We know from the starting scenes of the game that the farmer's grandfather loved Stardew Valley. So why did he leave? Pelican Town is a good place to grow old; George and Evelyn are just fine. It's a fine place to raise a kid, but maybe he just wanted to raise his child closer to real schools and other children.
Or maybe, just maybe, he understood.
Was there a day when he was in his thirties where he looked at his friends and realized they weren't like him? That he could run faster than them, work longer, explore deeper into the hidden places of the valley?
Was there a day when he went to the wizard to ask him for help, for knowledge if nothing else? Did he learn then that his family was different? Special? Chosen? And how did he react? He couldn't possibly raise a child in the valley if they would be as strange and fey as him. He had to leave. There was no other way.
But years later, on his deathbed, did he regret that choice?
Is that why he gave the farmer the letter?
Is that why they went back home?
When the farmer steps off the bus that first day, the valley is still on the cusp of winter, just barely tipping over into spring.
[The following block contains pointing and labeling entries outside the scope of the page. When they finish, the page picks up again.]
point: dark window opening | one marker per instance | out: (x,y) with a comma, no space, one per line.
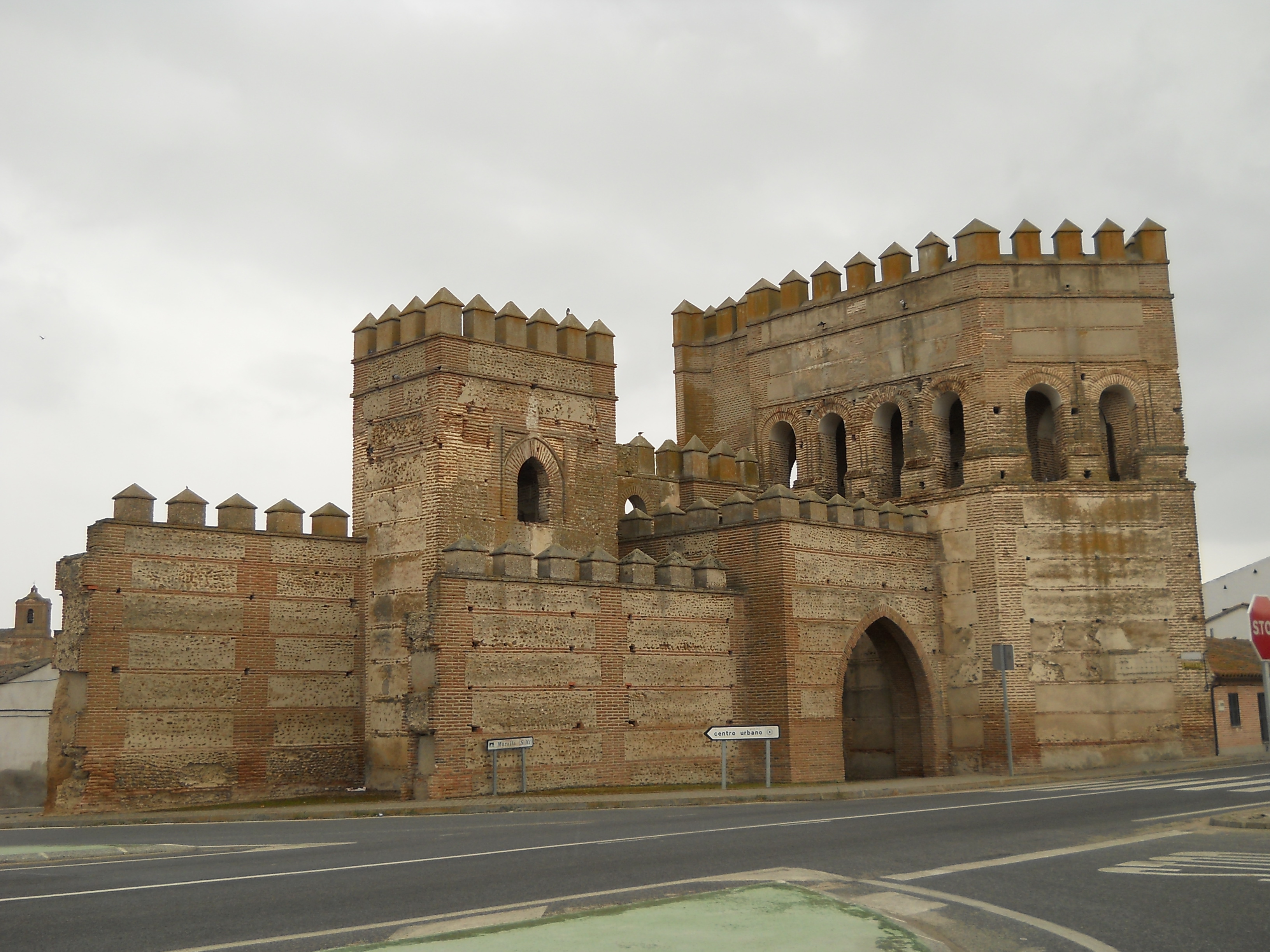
(530,484)
(784,452)
(1042,437)
(897,455)
(957,445)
The flowers are starting to bloom, but a chill still hangs in the air. As soon as the farmer's boots touch the soil there's a change. The air gets warmer. The trees get greener. Not by too much, not all at once, but it changes.
The junimos watch the farmer as they do their work. They're new to farming, but take to it with frightening speed; their first batch of crops is perfect. None of the townsfolk tell them that parsnips don't normally grow in less than a week, that cauliflowers don't grow to be ten feet tall, that fairies don't visit when the sun goes down and grow potatoes and beans and tulips overnight. The junimos talk amongst themselves in their strange, wild language, and agree: this is the one. They're back. The valley recognizes its own, even when they've left for a generation. The farmers have come home.
Things change fast in the valley. The community center, empty and decrepit for so many years, is rejuvenated. (Lewis says it was abandoned only a few weeks after the farmer's grandfather left. Strange coincidence, he says, that it both came and went with the farmer's family.) The mines and the quarry, similarly abandoned, are explored for the first time in ages. The town becomes cleaner, brighter, more vibrant, happier.
And it is happier. Not just the environment, but the people. It's the talk of the town for weeks when Haley does her first closet purge. Leah's art show in the town square is a huge success. Shane's smiling for the first time since he moved to the valley. All of them, when asked, say it's all thanks to the farmer.
People love to ask why Lewis didn't fix the community center on his own. Why Willy never repaired the boat to ginger island. Why Abigail or Marlon never went down to fix the elevator in the mines, or why Clint didn't fix the minecarts.
But isn't it so much more interesting to ask how those things were there in the first place? How they got so broken down? If the stories the townspeople tell are true, the valley was once a beautiful place, flourishing and full of life; why did that change? When did it change?
Was it when the farmer's grandfather, the locus of the valley, its chosen representative, left town?
And if so, what happens when the farmer comes back?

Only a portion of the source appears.